Throughout his ascent, Shaw has established himself as a devoted Democrat, regularly spending six figures a year on the party and its candidates. His largesse did not go unnoticed. Bill Clinton appointed him in 1994 to the President's Committee of Advisors on Science and Technology, where he served as chairman of the Panel on Educational Technology.
In 1997, Shaw's committee recommended more than tripling technology spending in grade schools to $13 billion and upping federal assistance for public education. Two years later, Shaw entered the business of high-tech teaching as a shareholder of Mattel, which bought the Learning Co., a children's software provider led by fellow Democratic donor Michael Perik (No. 21, $643,000). According to the Center for Public Integrity, the Learning Co. reaped the rewards of Clinton's education policy by offering discounts on Internet filter Cyber Patrol and other popular software to schools participating in the federal E-rate program.
The merger turned into a costly mistake for Mattel, halving its share price and prompting shareholder lawsuits. But those may have been the least of Shaw's worries. His hedge fund, along with Long-Term Capital Management, lost big during the Asian and Russian financial crises of 1997 -- plunging 26 percent, or $372 million.

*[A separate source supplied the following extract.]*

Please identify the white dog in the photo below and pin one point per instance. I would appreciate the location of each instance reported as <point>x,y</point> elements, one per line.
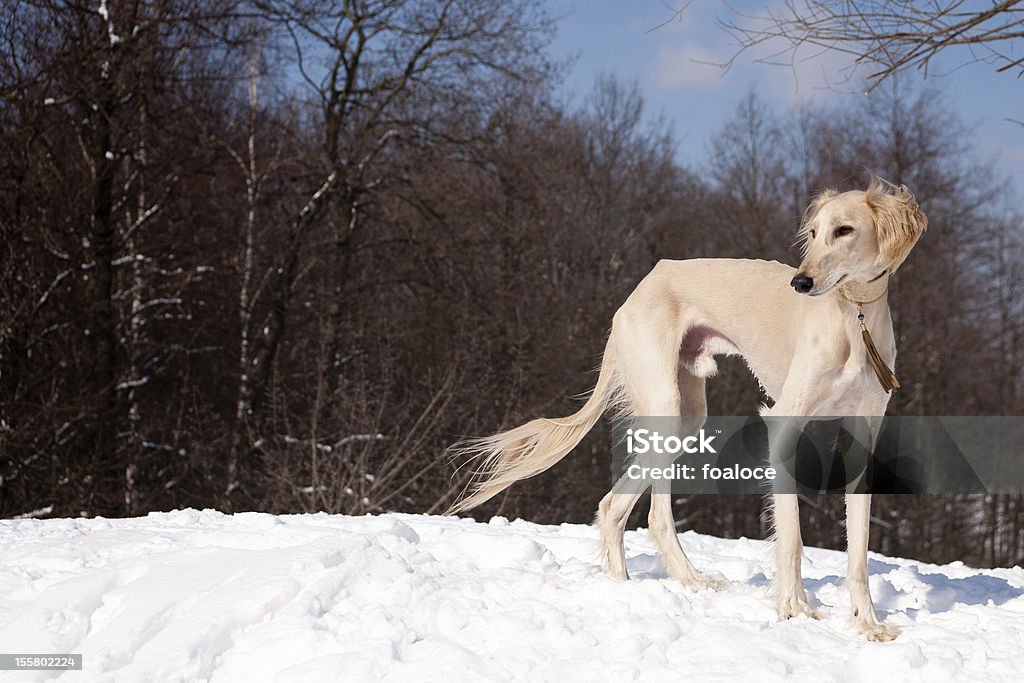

The Clinton administration came to the rescue, sending billions in emergency aid to countries like Indonesia and South Korea.
During the campaign, Shaw lauded Al Gore's support for free markets and his readiness to intervene if the markets go awry. "I was quite surprised at the depth of his understanding," Shaw told the Washington Post after a pre-election meeting with Gore. "He knows the individual countries quite well, he knows what the IMF can expect to accomplish, why it is necessary to head off ripple effects."
Despite his support for Gore, Shaw has benefited from anti-regulatory efforts by the GOP. In September 1999, after the near collapse of Long-Term Capital, Shaw spoke to a conference of the Managed Funds Association about the "positive force" hedge funds have on the world economy "from a social welfare point of view." Several months later, the MFA lobby helped kill proposals to increase disclosure requirements for hedge funds that had been endorsed by the Federal Reserve, the Treasury, and the Securities and Exchange Commission.
Shaw also serves as treasurer for the American Association for the Advancement of Science, a nonprofit that tracks federal spending on science research. The group has held recent policy forums about the negative impacts of new security measures at nuclear labs, the federal funding of medical research, the management of oceans, and the need to increase overall government science spending. Shaw is the founding chairman of Juno Online, an Internet access provider with more than 840,000 subscribers.